Posts: 18,014   +6,823
Someone else mentioned that increasing the radius can reduce the force while maintaining the velocity, so maybe that's what they are planning IDK. I just thought it was a novel approach to getting something into space even if it was just a rock. lol
OK, remember the space shuttle "Columbia"? It broke up after losing a couple of ceramic hear tiles.upon re-entry.. This heat is generated by hitting very thin air, going 18K Mph.

So, what about the heating factor of sea level air.. If you could launch at 18K Mph, would the projectile leave fast enough to not allow time for heating?. Would you have to spin this up in a completer vacuum, so as not to burn the object up bringing it to speed?

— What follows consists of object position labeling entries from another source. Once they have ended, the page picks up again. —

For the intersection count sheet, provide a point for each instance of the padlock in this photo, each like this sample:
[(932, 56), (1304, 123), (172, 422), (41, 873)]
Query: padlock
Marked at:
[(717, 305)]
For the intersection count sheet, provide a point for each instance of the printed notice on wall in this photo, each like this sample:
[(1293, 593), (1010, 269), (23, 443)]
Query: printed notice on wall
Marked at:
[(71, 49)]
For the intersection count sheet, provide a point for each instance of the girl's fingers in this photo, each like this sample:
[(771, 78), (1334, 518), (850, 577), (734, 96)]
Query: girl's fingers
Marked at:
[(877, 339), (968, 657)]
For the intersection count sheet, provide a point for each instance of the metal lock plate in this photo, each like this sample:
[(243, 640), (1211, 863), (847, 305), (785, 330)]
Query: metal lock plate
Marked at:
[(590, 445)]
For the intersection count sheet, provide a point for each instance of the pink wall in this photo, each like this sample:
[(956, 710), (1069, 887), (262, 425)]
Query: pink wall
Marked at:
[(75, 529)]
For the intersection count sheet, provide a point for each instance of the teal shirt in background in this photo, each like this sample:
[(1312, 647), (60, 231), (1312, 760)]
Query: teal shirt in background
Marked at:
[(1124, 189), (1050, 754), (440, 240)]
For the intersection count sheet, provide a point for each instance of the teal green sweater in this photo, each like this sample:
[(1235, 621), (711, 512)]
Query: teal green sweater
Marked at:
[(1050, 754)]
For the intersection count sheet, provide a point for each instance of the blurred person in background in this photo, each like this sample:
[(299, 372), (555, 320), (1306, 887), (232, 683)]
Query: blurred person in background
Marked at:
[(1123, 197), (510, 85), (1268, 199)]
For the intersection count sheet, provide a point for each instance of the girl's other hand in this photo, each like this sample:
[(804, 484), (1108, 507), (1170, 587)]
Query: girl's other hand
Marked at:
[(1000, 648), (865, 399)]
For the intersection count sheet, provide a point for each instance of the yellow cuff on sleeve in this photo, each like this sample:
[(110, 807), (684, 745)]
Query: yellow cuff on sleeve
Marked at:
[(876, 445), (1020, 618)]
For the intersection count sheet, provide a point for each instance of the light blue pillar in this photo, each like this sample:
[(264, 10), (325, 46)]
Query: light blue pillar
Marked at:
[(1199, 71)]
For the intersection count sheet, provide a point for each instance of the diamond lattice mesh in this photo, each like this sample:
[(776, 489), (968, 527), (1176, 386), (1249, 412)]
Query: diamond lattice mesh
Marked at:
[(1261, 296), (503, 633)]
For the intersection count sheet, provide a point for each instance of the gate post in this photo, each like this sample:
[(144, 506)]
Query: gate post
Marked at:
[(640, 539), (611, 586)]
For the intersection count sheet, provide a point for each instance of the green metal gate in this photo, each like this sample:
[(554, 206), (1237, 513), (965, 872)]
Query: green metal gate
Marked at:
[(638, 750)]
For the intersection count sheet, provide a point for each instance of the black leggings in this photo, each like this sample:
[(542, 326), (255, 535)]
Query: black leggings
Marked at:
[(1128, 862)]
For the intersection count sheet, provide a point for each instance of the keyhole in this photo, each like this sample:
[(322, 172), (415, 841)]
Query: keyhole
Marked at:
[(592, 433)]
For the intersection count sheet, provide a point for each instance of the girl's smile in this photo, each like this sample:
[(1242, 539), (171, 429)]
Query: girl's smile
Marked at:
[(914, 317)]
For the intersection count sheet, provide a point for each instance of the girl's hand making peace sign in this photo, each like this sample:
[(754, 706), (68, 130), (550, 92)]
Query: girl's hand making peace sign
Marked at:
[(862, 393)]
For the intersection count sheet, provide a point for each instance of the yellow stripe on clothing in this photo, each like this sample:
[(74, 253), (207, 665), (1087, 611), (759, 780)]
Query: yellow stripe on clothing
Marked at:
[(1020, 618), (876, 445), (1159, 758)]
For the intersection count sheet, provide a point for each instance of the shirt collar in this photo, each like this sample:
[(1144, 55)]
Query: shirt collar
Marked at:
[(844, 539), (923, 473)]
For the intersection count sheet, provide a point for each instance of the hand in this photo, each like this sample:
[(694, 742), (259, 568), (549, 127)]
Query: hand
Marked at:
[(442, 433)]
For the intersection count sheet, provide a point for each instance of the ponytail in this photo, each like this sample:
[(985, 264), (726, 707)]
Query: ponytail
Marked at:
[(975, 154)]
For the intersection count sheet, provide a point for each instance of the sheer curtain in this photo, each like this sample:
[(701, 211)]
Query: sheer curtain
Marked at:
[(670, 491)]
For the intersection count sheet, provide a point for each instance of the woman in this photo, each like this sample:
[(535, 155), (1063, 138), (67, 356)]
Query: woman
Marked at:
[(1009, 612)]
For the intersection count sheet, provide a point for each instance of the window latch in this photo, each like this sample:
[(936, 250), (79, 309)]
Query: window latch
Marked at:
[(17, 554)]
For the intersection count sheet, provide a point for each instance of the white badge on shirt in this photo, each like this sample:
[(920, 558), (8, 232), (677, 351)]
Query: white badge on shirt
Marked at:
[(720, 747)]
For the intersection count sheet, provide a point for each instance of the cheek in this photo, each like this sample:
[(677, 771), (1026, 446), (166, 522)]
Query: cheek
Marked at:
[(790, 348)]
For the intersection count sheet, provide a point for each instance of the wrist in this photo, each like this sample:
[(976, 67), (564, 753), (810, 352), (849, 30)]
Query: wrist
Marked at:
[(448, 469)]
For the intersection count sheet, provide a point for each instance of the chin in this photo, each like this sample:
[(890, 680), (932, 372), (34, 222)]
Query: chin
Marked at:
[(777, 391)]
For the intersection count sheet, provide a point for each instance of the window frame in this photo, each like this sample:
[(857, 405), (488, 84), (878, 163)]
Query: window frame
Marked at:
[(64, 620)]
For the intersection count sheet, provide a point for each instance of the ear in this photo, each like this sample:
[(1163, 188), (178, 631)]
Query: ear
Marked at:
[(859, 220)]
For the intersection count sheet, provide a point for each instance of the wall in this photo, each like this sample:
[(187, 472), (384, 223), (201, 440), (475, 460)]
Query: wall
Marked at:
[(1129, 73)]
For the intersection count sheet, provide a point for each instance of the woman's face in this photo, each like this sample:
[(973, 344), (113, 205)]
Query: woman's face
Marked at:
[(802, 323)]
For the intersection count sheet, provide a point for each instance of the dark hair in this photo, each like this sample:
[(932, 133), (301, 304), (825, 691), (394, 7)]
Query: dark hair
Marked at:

Having to deal with air is a b!tch. Drag squares in relation to speed doubling. (The inverse square law rears it's ugly head in so many places).

The reality is, if you want to launch an object into orbit by initial impact, you're going to have to launch it a well over the 18K number.
 

Vulcanproject

Posts: 1,481   +2,660
It's one thing throwing a lump of nothing high into the atmosphere and another sending a useful load into Earth orbit. Very different.

This is essentially a first stage only on Earth if orbit is the actual goal. A second stage on board the projectile would have to take over. Never be able to reach escape velocity or even possibly guide the thing into a controllable orbit without that.

Probably work pretty great on the moon or Mars though.